In short, it’s all over the board – depending on the definition used and who you ask. Thus, senior is a relative term.
That said, how can one outlook on life, one set of policies, one voting perspective, or one anything else encompass seniors, any more than the same kind of overview can be applied to “young people,” “Millennials,” or other group? There are averages to be sure, but so many varied personalities, needs, and lifestyles are embodied in age groupings.
Sure, the Baby Boomers comprise a large segment of the senior population – the over 65 group, if we arguably want to set 65 as the entry threshold into being an official senior citizen. It has nothing to do with physical, sensory, or cognitive abilities but simply on the age attainment.
However, Boomers are the only people in the senior category.

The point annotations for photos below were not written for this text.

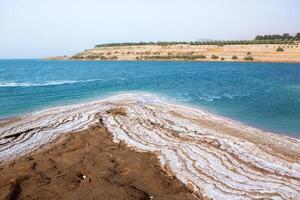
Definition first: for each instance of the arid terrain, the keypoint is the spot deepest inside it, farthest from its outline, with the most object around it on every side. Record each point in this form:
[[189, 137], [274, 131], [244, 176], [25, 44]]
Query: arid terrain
[[132, 146], [88, 165], [186, 52]]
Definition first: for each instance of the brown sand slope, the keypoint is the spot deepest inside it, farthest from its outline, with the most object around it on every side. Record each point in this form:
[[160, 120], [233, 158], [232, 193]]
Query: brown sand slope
[[112, 172], [259, 53]]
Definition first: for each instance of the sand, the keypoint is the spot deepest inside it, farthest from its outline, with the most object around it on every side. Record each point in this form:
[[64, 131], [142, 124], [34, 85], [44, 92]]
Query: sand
[[88, 165], [259, 53], [215, 157]]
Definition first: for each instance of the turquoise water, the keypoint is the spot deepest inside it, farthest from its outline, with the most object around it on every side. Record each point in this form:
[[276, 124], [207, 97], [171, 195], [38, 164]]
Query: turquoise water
[[265, 95]]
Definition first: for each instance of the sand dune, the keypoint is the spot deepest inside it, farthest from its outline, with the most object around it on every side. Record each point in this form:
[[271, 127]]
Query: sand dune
[[259, 53], [215, 157]]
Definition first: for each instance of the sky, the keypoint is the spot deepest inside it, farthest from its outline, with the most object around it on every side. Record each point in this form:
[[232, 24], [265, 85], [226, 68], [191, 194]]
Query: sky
[[41, 28]]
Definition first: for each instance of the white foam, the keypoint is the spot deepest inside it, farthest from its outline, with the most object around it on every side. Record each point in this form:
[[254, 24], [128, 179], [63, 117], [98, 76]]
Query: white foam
[[47, 83]]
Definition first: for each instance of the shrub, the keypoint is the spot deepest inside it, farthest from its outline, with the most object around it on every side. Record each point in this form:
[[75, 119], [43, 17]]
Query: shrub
[[214, 57], [114, 57], [280, 49], [249, 58], [234, 57]]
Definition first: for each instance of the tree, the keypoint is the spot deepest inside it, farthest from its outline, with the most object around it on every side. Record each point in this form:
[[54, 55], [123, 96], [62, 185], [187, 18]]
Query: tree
[[248, 58], [280, 49], [234, 57], [297, 36], [214, 57]]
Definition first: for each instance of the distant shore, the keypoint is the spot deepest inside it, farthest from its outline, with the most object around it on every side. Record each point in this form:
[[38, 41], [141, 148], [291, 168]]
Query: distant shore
[[185, 52]]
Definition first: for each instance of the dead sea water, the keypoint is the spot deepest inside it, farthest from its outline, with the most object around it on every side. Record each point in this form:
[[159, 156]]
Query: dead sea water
[[264, 95]]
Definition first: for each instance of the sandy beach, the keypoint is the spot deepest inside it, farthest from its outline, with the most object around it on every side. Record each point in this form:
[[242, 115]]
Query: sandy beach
[[141, 147], [258, 52]]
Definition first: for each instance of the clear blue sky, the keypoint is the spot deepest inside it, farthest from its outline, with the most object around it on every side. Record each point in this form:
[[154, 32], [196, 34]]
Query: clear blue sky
[[40, 28]]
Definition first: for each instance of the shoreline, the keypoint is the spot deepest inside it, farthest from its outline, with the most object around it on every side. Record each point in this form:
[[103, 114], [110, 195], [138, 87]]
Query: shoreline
[[146, 124], [160, 97], [155, 60], [187, 52]]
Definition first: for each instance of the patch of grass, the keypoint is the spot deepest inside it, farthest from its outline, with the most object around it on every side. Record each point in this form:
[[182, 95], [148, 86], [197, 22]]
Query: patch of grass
[[280, 49], [249, 58], [214, 57], [234, 57]]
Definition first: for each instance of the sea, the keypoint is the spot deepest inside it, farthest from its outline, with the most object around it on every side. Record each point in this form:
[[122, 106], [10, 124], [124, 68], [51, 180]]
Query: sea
[[263, 95]]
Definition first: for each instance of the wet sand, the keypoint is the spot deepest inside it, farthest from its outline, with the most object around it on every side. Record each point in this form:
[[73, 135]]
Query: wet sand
[[88, 165], [215, 157]]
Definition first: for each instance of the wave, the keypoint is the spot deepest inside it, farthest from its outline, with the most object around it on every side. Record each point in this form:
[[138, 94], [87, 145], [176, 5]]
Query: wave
[[48, 83]]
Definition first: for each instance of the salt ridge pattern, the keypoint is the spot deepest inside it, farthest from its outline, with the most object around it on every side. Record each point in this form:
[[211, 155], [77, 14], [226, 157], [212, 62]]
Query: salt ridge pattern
[[216, 157]]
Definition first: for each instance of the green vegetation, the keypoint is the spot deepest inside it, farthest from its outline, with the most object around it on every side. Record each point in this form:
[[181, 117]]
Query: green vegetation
[[280, 49], [234, 57], [214, 57], [114, 57], [259, 39], [249, 58], [171, 56]]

The oldest Baby Boomer is now 71. That leaves some 30 years (age 100 or so) or non-Boomers – people from other generations, with their own favorite music genre, movies that were popular at various times in their lives, products they used to use that no longer exist, inventions and discoveries they have seen, events they have witnessed, political campaigns they recall, and other shared experiences peculiar to people alive at various times over the past many years.
While the needs and attitudes of everyone over age 65 are likely to be more homogeneous than the population as a whole, including the very young, seniors can’t just be considered as a marketing group because there are so many differences that occur – physically if nothing else – with advancing years. A 55-year old likely is much more active (though not universally) physically – golf, biking, swimming, tennis, or jogging, for instance – than someone 65. Add 10 more years, and it is different still, and so forth.

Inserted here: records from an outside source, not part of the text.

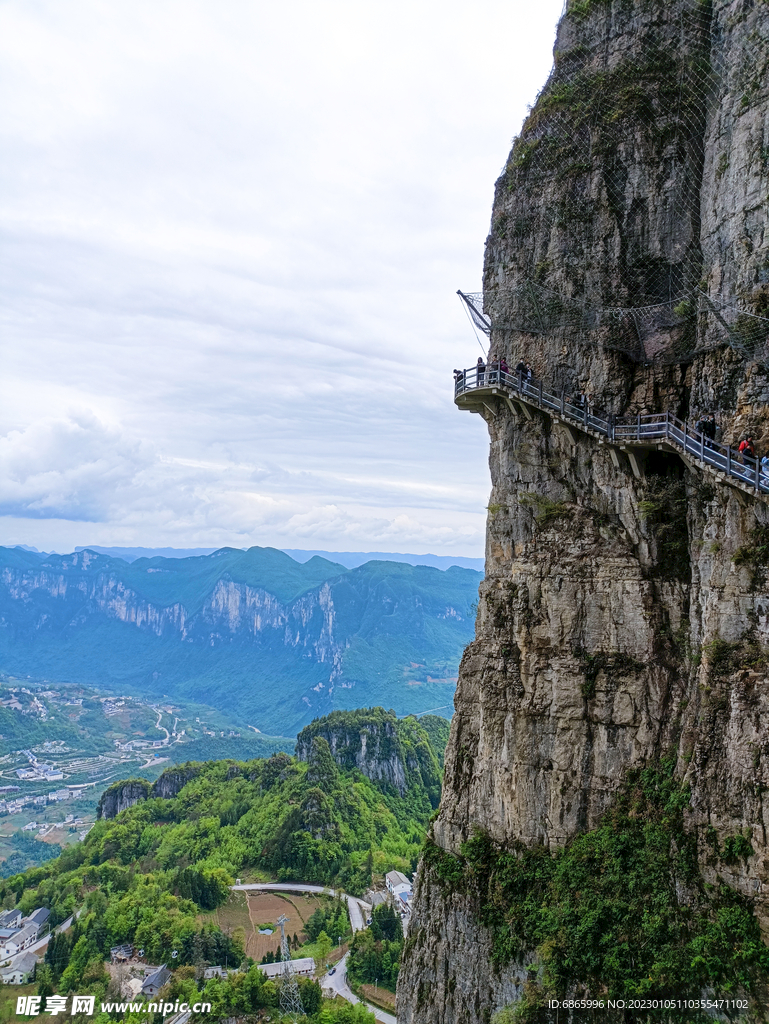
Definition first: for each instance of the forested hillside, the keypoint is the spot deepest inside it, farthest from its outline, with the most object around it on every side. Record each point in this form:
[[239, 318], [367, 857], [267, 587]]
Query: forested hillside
[[252, 632], [151, 873]]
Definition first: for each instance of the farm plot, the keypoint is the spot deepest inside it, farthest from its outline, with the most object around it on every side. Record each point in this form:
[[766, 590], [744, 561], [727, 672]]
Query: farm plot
[[248, 913]]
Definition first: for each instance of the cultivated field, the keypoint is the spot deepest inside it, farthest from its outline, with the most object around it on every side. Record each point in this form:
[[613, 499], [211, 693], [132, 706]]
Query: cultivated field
[[251, 911]]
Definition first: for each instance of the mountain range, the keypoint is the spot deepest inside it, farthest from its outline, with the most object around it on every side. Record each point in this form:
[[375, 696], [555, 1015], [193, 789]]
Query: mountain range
[[256, 633], [350, 559]]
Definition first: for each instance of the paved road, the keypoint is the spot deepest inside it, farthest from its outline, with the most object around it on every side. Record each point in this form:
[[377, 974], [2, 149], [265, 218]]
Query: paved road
[[358, 912], [357, 909], [338, 982], [37, 945]]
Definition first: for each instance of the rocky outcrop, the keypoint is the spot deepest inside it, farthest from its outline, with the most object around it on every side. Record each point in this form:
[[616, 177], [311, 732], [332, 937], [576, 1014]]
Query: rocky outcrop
[[625, 616], [122, 795], [173, 780], [394, 753]]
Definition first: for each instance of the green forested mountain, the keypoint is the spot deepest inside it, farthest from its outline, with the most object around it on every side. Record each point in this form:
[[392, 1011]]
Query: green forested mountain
[[253, 632], [148, 875]]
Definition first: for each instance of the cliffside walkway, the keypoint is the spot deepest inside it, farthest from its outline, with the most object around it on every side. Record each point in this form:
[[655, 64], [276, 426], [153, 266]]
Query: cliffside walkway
[[475, 389]]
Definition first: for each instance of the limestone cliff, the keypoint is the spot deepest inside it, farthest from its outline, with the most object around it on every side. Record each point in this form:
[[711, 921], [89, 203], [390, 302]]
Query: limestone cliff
[[396, 754], [624, 621], [125, 794]]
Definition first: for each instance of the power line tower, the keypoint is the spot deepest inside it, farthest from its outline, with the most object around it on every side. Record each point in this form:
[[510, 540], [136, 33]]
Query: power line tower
[[291, 1000]]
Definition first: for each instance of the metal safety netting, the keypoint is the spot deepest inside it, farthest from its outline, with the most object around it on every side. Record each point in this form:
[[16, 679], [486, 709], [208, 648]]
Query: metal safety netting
[[634, 208]]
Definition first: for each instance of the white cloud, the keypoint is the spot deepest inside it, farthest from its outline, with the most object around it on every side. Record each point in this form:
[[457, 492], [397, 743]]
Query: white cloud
[[232, 235]]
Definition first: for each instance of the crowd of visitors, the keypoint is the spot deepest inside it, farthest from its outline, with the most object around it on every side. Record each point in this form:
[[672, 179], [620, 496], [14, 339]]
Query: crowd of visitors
[[487, 374]]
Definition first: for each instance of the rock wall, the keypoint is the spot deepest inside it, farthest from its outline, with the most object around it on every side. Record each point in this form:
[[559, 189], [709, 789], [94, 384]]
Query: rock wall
[[623, 619], [394, 753], [123, 795]]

As we get older, our needs and interests change. Our ability or inclination to do different things that we once enjoyed wanes in many cases with the passing years. Similarly, we find new interests and activities that we didn’t do at earlier times of our lives.
In working with seniors, in creating effective housing solutions for them, and in assisting them to age in place successfully, we have to look at the individual and not generalize. There are similarities among generations to be sure, but we have to approach our work focusing on the individual and not what we think applies to an age group.